The WHO took special recognition of the health crisis in Palestine. A resolution entitled “Health condition of, and assistance to, the Arab population in the occupied Arab territories” called upon the WHO director-general to take immediate steps to guarantee the free movement of health workers, emergency services and patients, and the provision of medicines and medical supplies to Palestinian health facilities.

Preventable diseases

WHO reported that 90 percent of the world’s 45 million blind and 135 million visually-impaired are suffering from conditions that are totally preventable. In 2001, there were 30 million cases of measles resulting in 750,000 deaths. WHO, reports that “5 million children up to the age of 14 die every year from diseases associated with the environments in which they live, learn and play.” Over 1.4 million adolescents die each year due to violence, suicide, depression, alcohol use, tobacco and HIV/AIDS. The conference closing statement says, “Available data indicate that of over 1,400 new products developed by the pharmaceutical industry between 1975 and 1999, only 13 were for tropical diseases and three were for tuberculosis,” diseases that are ravaging the underdeveloped nations, especially.

New funding?

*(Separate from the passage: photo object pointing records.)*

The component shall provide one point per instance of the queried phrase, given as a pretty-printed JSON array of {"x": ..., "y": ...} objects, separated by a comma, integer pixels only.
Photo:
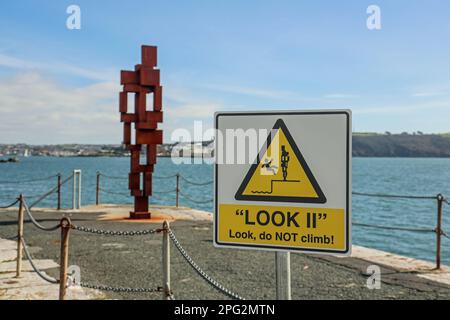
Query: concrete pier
[{"x": 136, "y": 262}]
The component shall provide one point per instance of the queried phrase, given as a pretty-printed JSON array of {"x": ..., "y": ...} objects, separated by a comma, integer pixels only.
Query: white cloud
[
  {"x": 256, "y": 92},
  {"x": 57, "y": 67},
  {"x": 35, "y": 109},
  {"x": 340, "y": 96}
]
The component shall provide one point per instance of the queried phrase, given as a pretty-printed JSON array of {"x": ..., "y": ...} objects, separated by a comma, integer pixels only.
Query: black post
[
  {"x": 440, "y": 200},
  {"x": 178, "y": 188},
  {"x": 59, "y": 192},
  {"x": 97, "y": 190}
]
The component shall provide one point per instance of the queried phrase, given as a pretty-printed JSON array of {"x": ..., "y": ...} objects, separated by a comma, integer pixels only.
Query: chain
[
  {"x": 114, "y": 192},
  {"x": 112, "y": 177},
  {"x": 165, "y": 192},
  {"x": 51, "y": 191},
  {"x": 30, "y": 180},
  {"x": 33, "y": 265},
  {"x": 200, "y": 271},
  {"x": 392, "y": 228},
  {"x": 37, "y": 224},
  {"x": 165, "y": 177},
  {"x": 445, "y": 234},
  {"x": 196, "y": 183},
  {"x": 116, "y": 233},
  {"x": 194, "y": 200},
  {"x": 391, "y": 196},
  {"x": 120, "y": 289},
  {"x": 10, "y": 205}
]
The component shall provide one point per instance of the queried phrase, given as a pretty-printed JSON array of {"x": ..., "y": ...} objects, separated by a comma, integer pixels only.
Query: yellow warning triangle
[{"x": 280, "y": 173}]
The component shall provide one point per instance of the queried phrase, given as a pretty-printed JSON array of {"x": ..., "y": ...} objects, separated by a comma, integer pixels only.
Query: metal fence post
[
  {"x": 76, "y": 204},
  {"x": 283, "y": 275},
  {"x": 97, "y": 190},
  {"x": 74, "y": 186},
  {"x": 166, "y": 261},
  {"x": 64, "y": 257},
  {"x": 19, "y": 237},
  {"x": 59, "y": 192},
  {"x": 177, "y": 190},
  {"x": 440, "y": 200},
  {"x": 79, "y": 189}
]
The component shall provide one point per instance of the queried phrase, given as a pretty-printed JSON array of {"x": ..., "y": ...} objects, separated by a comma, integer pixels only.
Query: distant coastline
[{"x": 416, "y": 145}]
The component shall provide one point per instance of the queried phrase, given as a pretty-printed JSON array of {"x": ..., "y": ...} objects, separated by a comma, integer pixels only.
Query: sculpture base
[{"x": 140, "y": 215}]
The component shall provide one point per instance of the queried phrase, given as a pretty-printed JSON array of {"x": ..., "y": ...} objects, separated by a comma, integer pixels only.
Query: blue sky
[{"x": 60, "y": 86}]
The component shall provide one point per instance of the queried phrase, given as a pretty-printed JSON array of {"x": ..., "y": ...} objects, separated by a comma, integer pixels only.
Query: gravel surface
[{"x": 136, "y": 262}]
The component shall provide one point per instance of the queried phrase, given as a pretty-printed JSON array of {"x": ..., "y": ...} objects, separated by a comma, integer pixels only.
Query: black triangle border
[{"x": 279, "y": 124}]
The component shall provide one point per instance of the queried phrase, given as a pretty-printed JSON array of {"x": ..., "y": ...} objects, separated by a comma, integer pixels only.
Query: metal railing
[
  {"x": 66, "y": 225},
  {"x": 64, "y": 280}
]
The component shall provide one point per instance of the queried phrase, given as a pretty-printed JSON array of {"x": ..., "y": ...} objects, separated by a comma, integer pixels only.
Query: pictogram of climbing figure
[
  {"x": 269, "y": 167},
  {"x": 284, "y": 161}
]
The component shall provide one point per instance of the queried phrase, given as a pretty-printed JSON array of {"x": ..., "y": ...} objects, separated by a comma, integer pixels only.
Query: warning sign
[
  {"x": 293, "y": 191},
  {"x": 281, "y": 173}
]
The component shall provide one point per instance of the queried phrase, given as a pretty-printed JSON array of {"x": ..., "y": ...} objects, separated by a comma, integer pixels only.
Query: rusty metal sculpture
[{"x": 143, "y": 81}]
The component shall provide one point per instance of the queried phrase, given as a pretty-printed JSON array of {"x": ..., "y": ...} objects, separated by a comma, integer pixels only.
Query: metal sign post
[
  {"x": 76, "y": 176},
  {"x": 283, "y": 183},
  {"x": 283, "y": 275}
]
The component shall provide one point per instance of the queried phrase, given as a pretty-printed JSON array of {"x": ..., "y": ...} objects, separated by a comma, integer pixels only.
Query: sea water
[{"x": 408, "y": 176}]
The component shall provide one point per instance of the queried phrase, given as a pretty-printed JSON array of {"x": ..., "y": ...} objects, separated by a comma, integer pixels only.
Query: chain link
[
  {"x": 392, "y": 228},
  {"x": 33, "y": 265},
  {"x": 116, "y": 233},
  {"x": 200, "y": 271},
  {"x": 196, "y": 183},
  {"x": 194, "y": 200},
  {"x": 28, "y": 181},
  {"x": 115, "y": 192},
  {"x": 120, "y": 289},
  {"x": 10, "y": 205},
  {"x": 445, "y": 234},
  {"x": 37, "y": 224},
  {"x": 391, "y": 195}
]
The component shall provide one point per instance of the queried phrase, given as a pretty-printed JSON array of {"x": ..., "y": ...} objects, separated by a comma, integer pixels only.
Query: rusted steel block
[
  {"x": 155, "y": 116},
  {"x": 123, "y": 102},
  {"x": 157, "y": 98},
  {"x": 149, "y": 56},
  {"x": 149, "y": 137},
  {"x": 128, "y": 117},
  {"x": 147, "y": 183},
  {"x": 132, "y": 88},
  {"x": 134, "y": 147},
  {"x": 149, "y": 76},
  {"x": 146, "y": 168},
  {"x": 144, "y": 80},
  {"x": 135, "y": 159},
  {"x": 129, "y": 77},
  {"x": 134, "y": 181},
  {"x": 136, "y": 193},
  {"x": 140, "y": 102},
  {"x": 127, "y": 133},
  {"x": 152, "y": 120}
]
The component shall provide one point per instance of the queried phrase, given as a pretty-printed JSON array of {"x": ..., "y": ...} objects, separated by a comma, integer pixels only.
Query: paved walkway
[
  {"x": 136, "y": 262},
  {"x": 30, "y": 286}
]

Not enough

To begin to reverse these crises, including measures to contain and eradicate the SARS virus, funds are necessary. But the new budget for the WHO is being increased by a paltry 2.9 percent. To add insult to injury, the new WHO Director-General, Dr. Jong-Wook Lee, from the Republic of Korea, intends to continue to rely on “public-private” money to solve the problems. This was the strategy originated by the previous WHO leader, Dr. Gro Harlem Brundtland, who – while making many high-sounding pronouncements – began a reliance on private monies to fund WHO activities. This has resulted in disaster.

Authority to act

It’s obvious that to meet the world’s health care crises WHO needs an enormous financial boost. It also needs the authority to identify problems and take action. Moving in that direction, apparently in response to the SARS epidemic, a new resolution was passed that, “… confirms and underlines the World Health Organization’s authority to verify disease outbreaks from all available official and unofficial sources, and, when necessary, to determine the severity of an outbreak through on-the-spot investigations to ensure it is appropriately controlled.”

Most experts believe that the WHO already had that authority. Well, it now explicitly has it, and the utilization of this authority must go beyond the SARS crisis to include actions to improve the lot of millions of children and adolescents and the planet’s poor.